LES PROTESTANTS ONT GAGNE LA GUERRE DES  RELIGIONS !!

 La chute vertigineuse du nombre des participants   à la vie des Eglises   nous invite à reprendre à notre compte la question de Bauberot : Le protestantisme aurait-il achevé ses tâches historiques ?

 "Les protestants ont toujours été en avance de plusieurs générations sur l'ensemble de la population, pour le meilleur et pour le pire. Dans le domaine culturel et politique, ce qu'ils ont cru dans leur petit coin est bien souvent devenu croyance publique, institution politique, idée dominante. Les protestants ont toujours échoué dans leur tentative multiséculaire de convertir la France à leur religion. Mais en revanche dans leurs petits ateliers fractionnés, divisés, individualisés, ils ont toujours préfiguré la France du lendemain, voire du surlendemain.."  (RICHARDOT)  Cette constatation de Richardot dépeint tout a fait le triomphalisme protestant.  Nous le savons, ce qui constitue la dynamique d'un groupe est souvent un combat commun. Or, après la lutte pour le droit d'exister et pour la tolérance, après la lutte pour la laïcité et la démocratie, les protestants n'ont apparemment plus rien à dire. Les valeurs pour lesquelles ils ont combattus sont devenues lieux communs.  Même l'Eglise catholique s'est "protestantisée"....

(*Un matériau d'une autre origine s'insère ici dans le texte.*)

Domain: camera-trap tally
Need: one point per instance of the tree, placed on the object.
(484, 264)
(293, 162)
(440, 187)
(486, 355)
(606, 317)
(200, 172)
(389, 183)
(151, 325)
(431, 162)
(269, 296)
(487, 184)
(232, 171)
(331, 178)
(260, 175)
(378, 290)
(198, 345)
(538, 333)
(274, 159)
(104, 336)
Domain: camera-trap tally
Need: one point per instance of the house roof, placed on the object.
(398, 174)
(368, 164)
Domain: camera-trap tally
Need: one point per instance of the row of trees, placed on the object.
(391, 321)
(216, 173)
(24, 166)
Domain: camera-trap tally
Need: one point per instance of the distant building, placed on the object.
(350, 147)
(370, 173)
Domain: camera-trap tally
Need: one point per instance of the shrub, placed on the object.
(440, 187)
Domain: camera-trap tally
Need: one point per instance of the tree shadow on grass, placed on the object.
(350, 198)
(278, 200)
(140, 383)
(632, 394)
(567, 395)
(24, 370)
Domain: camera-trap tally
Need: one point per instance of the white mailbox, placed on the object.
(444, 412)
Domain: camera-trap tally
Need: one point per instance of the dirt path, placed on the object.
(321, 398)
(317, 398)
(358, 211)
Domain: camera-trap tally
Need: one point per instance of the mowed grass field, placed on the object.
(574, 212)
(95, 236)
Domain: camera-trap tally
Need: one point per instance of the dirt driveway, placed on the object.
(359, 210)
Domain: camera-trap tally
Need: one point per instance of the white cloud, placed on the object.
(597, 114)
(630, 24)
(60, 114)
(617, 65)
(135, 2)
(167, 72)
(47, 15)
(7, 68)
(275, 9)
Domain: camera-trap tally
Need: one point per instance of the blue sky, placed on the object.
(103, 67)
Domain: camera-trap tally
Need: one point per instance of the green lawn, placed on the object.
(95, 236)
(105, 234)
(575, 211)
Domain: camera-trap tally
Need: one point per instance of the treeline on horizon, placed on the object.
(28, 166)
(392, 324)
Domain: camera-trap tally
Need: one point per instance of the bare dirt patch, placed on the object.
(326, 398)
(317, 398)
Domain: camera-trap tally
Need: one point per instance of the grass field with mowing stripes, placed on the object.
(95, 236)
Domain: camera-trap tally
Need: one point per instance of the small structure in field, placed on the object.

 Bien sur, il restera toujours au protestantisme la tâche d'annoncer l'Evangile, mais ne sachant plus très bien comment effectuer concrètement et vivre cette annonce, il en serait comme paralysé. Il y a quelques années, une nouvelle tâche permettant  l'annonce de l'Evangile a vu le jour. Il s'agissait d'aller vers le partenaire catholique afin de manifester l'unité de l'Eglise et aussi d'inviter la grande Eglise à une évolution. Aujourd'hui la déception est à la mesure de l'espoir des années 60. Les cercles de rencontres úcuméniques ne regroupent guère que les écclésiastiques...  Les membres des diverses Eglises ont déserté ces lieux de partage.

DEMAIN...

 Alors quel protestantisme dans les Cévennes pour demain ?
Si la réaction identitaire protestante privilégie des aspects traditionnels sans les actualiser et les renouveler, si elle constitue si peu que ce soit une autocélébration de la communauté protestante (ou d'une de ses composantes), bref, si elle est privée d'une sève théologique forte et d'une mise en rapport de la théologie et de la vie, elle ne peut, à la longue que folkloriser le protestantisme." (BAUBEROT)  S'il ne veut pas être "folklorisé",  livré aux touristes comme objet typiquement cévenol, le protestantisme doit entrer à nouveau dans cette dialectique constitutive de son être, celle de l'engagement-dégagement. Tout en étant dans le monde, et à ce titre totalement intégré à la vie sociale des Cévennes, à sa culture à ses traditions, l'Eglise ne peut être du monde. Et parce qu'elle n'est pas du monde, elle demeure porteuse d'un message qui transcende toute culture, toute civilisation. Tout en s'engageant dans la société pour y promouvoir un certain nombre de valeurs, les protestants en demeurent profondément dégagés et critiques : ils sont témoins d'une transcendance. Les protestants cévenols ont su s'engager pour préserver les Cévennes contre le projet de barrage de la Borie, mais ils ont aussi su dire "après tout, cela n'a aucune importance. Ce qui importe c'est notre Foi en Jésus Christ" .   C'est dans la mesure où il saura garder la tension entre son enracinement régional et son appartenance à l'Eglise Universelle que le protestantisme cévenol continuera d'être pleinement cévenol tout en étant pleinement protestant. C'est en demeurant ouvert à la culture de son temps tout en étant témoin de la transcendance qu'il s'ouvrira à demain.